Merging metamodels (Color figure online)

3.2 Model Merge and Global Constraints

After model overlap is specified by a span, we can merge the component models in an entirely automatic way by employing an operation called pushout (PO). Figure 3 explains the idea by showing how the two metamodels are merged. Intuitively, we first take the disjoint union of \(M_1\) and \(M_2\), and then glue together those elements, which are declared to be the same by the span. The result is a merged graph M together with two mappings \(\overline{r_1}\!:M_1\rightarrow M\) and \(\overline{r_2}\!:M\leftarrow M_2\) specifying embedding of the local metamodel graphs into the merge. We will denote it by \(M_1+_{M_0}M_2\).

Local constraints are directly carried into the merged graph along the maps \(\overline{r_1}\) and \(\overline{r_2}\), in this way the commutativity constraint (note the label [=]) and multiplicities (not shown) are carried into the merge. Thus, PO takes a span of metamodels as its input, and outputs a cospan (two mappings with a common target), encompassing all data from the local metamodels without duplication. Models’ data graphs are also merged with PO, and it can be shown that the result of data graph PO is properly typed over the metamodel graph PO (we omit the figure to save space). However, as our discussion in Sect. 2 shows, some constraints can be violated and have to be checked. In addition, inter-metamodel constraints may be added to the merged metamodel, e.g. the above mentioned “one method [or] attribute” constraint shown in green in Fig. 3.

Table 1. Sample constraints

3.3 Diagrammatic Constraints

A key feature of constraints used in metamodeling is their diagrammatic nature: the set of elements over which a constraint is declared is actually a diagram of some shape specific for the constraint. For example, the shape of any multiplicity constraint is a single arrow, while the shape of constraint [or] discussed above is a span of two arrows.

To declare a constraint named c over a metamodel graph M, we recognize the constraint shape in the graph and label the respective configuration by constraint name c. Formally, we first declare a signature of constraints, i.e., a set of constraint names/labels, each one assigned with its (arity) shape denoted, for a constraint c, by \(S^c\). For example, Table 1 specifies a simple signature consisting of three constraints. Now, to declare a constraint c over a graph M, we need to specify a graph morphism \(\delta \!:S^c\rightarrow M\) called (shape) binding. E.g. in Fig. 4, constraint \(c=[or]\) is declared via binding \(\delta \) with \(\delta (01)= owns \_m\), \(\delta (02) = owns \_a\), which automatically implies \(\delta (1) = Method \), \(\delta (0) = Class \), \(\delta (2) = Attribute \).
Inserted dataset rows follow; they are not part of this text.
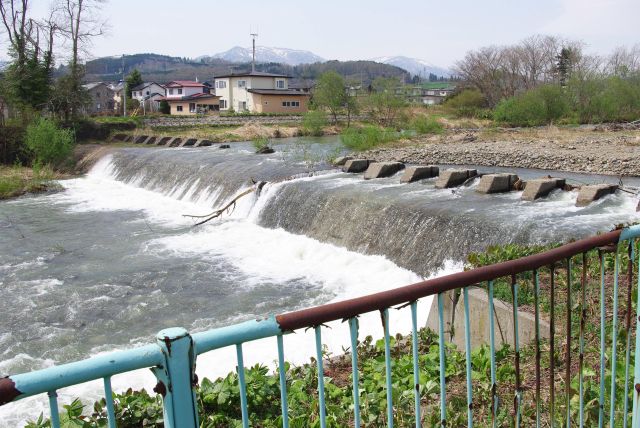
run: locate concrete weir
[427,288,549,350]
[333,156,353,166]
[436,169,478,189]
[576,184,618,207]
[364,162,404,180]
[522,178,565,201]
[342,159,370,173]
[476,174,518,193]
[400,165,440,183]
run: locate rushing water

The elements in M the shape is mapped to, is called the image or the scope of the binding; in Fig. 4 the elements beyond the scope are veiled. The same formal mechanisms underlines commutativity constraint in Fig. 3: labeling an arrow square by [=] is a syntactic sugar for adding the diagonal arrow, and declaring the constraint [=] from Table 1 for the two triangles (by mapping the triangle shape to the respective triangle in the graph).

The pair \((c, \delta )\) is called a constraint declaration. In the sequel, we write \(c@\delta \), meaning that constraint c is imposed on metamodel M at the image of binding map \(\delta \).
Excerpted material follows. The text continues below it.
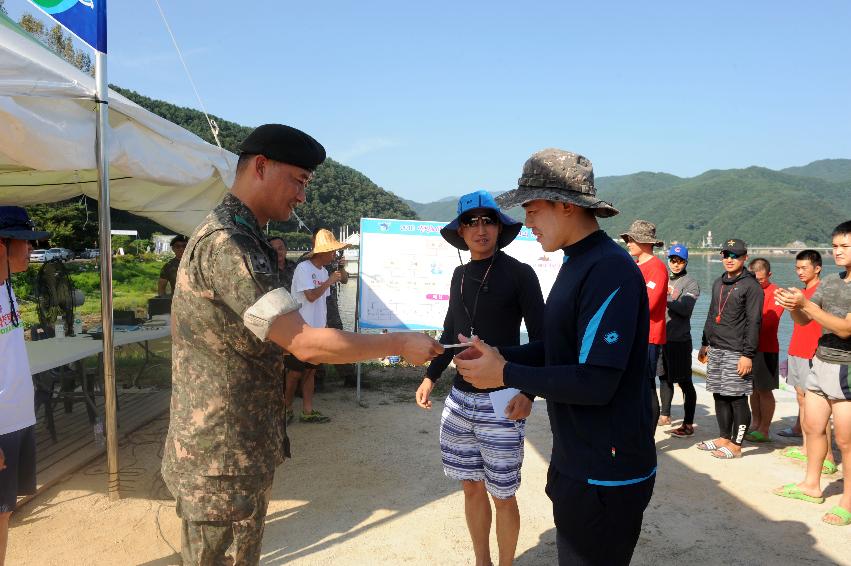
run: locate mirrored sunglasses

Constraint name “or” already suggests its semantic interpretation in this context: “Each class shall own at least a method or an attribute”. Importantly, semantics of a constraint is, in general, defined irrespective to the binding by defining a validating function validate \(_c(X: \textsc {Model}[S^c])\) : boolean which inputs a typed graph \(X = (G_X,\tau _X: G_X\rightarrow S^c)\), i.e. a model typed over c’s shape, and outputs Boolean truth iff the model is considered to be satisfying the constraint. The validating function must be stable under isomorphism: if \(X\cong X'\), then \(\textsc {validate}_c(X)=\textsc {validate}_c(X')\).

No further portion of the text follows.